OFCOM have called for the infrastructure division of BT to become legally independent from the rest of the company - but they've stopped short of calling for the complete separation of the two, for now.
Under the regulator's proposals, Openreach would be placed on a similar footing to both Plusnet and EE - owned and funded by BT, but basically free to run themselves.
Ofcom say they've have stopped short of urging a complete split for practical reasons; key for broadband customers and companies alike is that a legal separation could be complete "within months".
That would mean it could get on with its actual job - supplying the infrastructure and support for ISPs and users to get faster, better, broadband - much sooner, and under fairer terms to BT's rivals.
Legal separation isn't enough for BT's rivals, in part for reasons we explain further below.
Earlier this year the most vocal among them published a joint letter outlining a 10-step plan for achieving complete separation - in which legal separation was merely step one.
But they should be pleased to hear that Ofcom don't seem convinced by BT's determination to stick with G.fast as a means of bringing potentially ultrafast broadband to the majority of the population.
Speaking to the BBC, Ofcom chief executive Sharon White said that there had to be more investment in "fast fibre to the doorstep"; in their end of year Connected Nations report, published last December, Ofcom found that only 2% of UK premises had access to ultrafast fibre.
Their definition of ultrafast - speeds of 300Mb or more - matters, as it has a significant bearing on the kind of infrastructure required.
While it's possible to get up to 300MB and even 500Mb out of a combination of fibre and copper - the basis for BT's plans to get ultrafast broadband rolled out nationwide - to get truly futureproof ultrafast broadband requires pure fibre connections, all the way into our homes.
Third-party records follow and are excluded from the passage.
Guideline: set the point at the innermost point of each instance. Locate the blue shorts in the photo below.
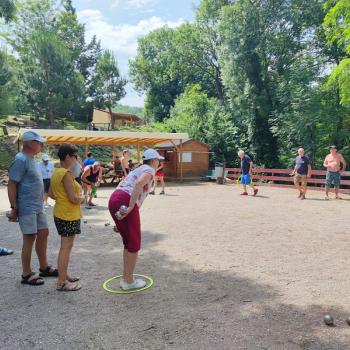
(245, 179)
(30, 224)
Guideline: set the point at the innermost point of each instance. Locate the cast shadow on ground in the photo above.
(187, 308)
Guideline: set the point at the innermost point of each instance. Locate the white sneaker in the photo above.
(137, 284)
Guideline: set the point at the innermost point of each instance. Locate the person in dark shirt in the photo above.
(247, 168)
(302, 171)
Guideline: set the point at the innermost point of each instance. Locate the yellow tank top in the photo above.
(64, 209)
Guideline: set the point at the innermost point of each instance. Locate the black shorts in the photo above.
(46, 185)
(67, 228)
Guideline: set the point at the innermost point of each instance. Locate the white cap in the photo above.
(151, 154)
(32, 136)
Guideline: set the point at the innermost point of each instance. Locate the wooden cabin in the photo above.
(103, 120)
(195, 159)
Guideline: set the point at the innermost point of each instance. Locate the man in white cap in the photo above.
(25, 193)
(131, 192)
(46, 169)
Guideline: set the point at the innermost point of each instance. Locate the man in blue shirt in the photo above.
(302, 171)
(26, 193)
(247, 169)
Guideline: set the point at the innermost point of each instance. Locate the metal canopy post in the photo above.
(86, 147)
(138, 153)
(181, 166)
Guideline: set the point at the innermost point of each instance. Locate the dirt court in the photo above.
(230, 272)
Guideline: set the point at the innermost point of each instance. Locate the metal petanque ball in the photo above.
(328, 320)
(122, 210)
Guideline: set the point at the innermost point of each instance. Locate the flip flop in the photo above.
(32, 279)
(5, 251)
(48, 272)
(68, 287)
(73, 279)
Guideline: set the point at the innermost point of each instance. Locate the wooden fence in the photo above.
(282, 178)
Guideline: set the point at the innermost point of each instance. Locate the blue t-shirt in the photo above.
(302, 164)
(30, 188)
(245, 164)
(89, 161)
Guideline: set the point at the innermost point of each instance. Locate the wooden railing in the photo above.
(282, 178)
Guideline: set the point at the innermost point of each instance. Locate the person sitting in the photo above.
(131, 165)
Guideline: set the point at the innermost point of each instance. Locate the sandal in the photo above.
(48, 272)
(32, 279)
(68, 287)
(73, 279)
(5, 251)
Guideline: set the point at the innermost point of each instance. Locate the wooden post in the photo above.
(86, 147)
(181, 167)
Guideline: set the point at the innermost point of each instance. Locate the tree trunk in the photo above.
(112, 117)
(52, 119)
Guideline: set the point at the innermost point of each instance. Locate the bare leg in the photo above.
(297, 186)
(130, 260)
(155, 183)
(41, 248)
(63, 258)
(162, 183)
(28, 241)
(304, 189)
(336, 189)
(327, 191)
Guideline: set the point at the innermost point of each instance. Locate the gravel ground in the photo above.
(230, 272)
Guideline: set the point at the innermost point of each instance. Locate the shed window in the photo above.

As the former Minister for the Digital Economy, Ed Vaizey, told a House of Commons Select Committee in April, fibre to the premises (FTTP) means we can "dial up the speeds ad infinitum".
It's not that Ofcom don't think G.fast has a place in the ultrafast future - but they say they want to "encourage investment... as an alternative to BT's planned innovation in copper-based technologies".
To that end, legislation is now in place to allow competitors access to BT's ducts and poles, so they can use BT's existing dark fibre network or build their own.
Ideally, Ofcom want to see at least 40% of the country served by at least three separate fibre networks, with "competition from two providers in many areas beyond that".
The problem here is that so far, apart from Virgin Media's Project Lightning, and the small pockets served by the likes of Hyperoptic, there's not been much appetite from providers to build their own fibre networks.
Sky have said they have no interest in doing so, and while TalkTalk do occasionally refer back to their vision of bringing FTTP to 10 million homes, their attention has understandably been elsewhere for much of the past year.
As Mr Vaizey pointed out, FTTP is very expensive - and under BT, Openreach haven't been able or willing to pay for it when it comes to widespread residential access.
Even the "up to two million" FTTP connections they've said they'd like to roll out by 2020 - "subject to regulatory certainty" - look likely to be mainly aimed at business users.
That's left the companies who rely on Openreach - and their millions of customers - highly frustrated, because while they can call for more investment in FTTP until they're blue in the face, it's BT who dictate where Openreach's investment budget goes.
Under Ofcom's proposals, however, those companies should get a greater say: by law, Openreach will be obliged to consult with BT's rivals on their investment plans, and as Ms White put it, to act "in the interest of all customers", not just BT.
Rather than bring in even more regulation and legislation, therefore, Ofcom seem to be hoping that pressure from other providers will get the UK's biggest communications infrastructure company to expand true fibre services to more of us.
Given the huge investment already made in G.fast, and the direction taken by some of BT's other "separate" divisions recently, their rivals could be forgiven for being a little cynical about that.
Take Plusnet, for example. Following their takeover by BT in 2007, the Yorkshire ISP continued to operate as a separate company; indeed a lot of people are still unaware of the connection.
In the past year or so, however, it's been getting much easier to spot.
Plusnet TV is basically a slimmed down version of BT TV: the ISP use the same Youview boxes and offer almost identical entertainment bolt-ons - the only difference between them at present is that Plusnet customers have to pay to get the full BT Sport line-up.
The Sheffield ISP have recently become just the second provider in the country, after BT themselves, to adopt the new up to 52Mb fibre tier, with upgrades for their 38Mb customers starting next month.
And while they're still cheaper than their parent company for broadband, call bundles and TV, when explaining their latest price rises Plusnet's wording regarding their call charges was subtle but significant, telling customers they were "in line with BT's new pricing".
BT's rivals are concerned that this kind of "separate but similar" approach will continue to govern how a legally separate Openreach would operate, particularly as Ofcom have stated the company's board will be "appointed and removed by BT in consultation with Ofcom".
As Neil Watson, head of service at wholesale communications providers Entanet put it: "This sounds like a bit of a cop out. It remains to be seen just how 'independent' Openreach becomes while it is still a division within the BT Group.".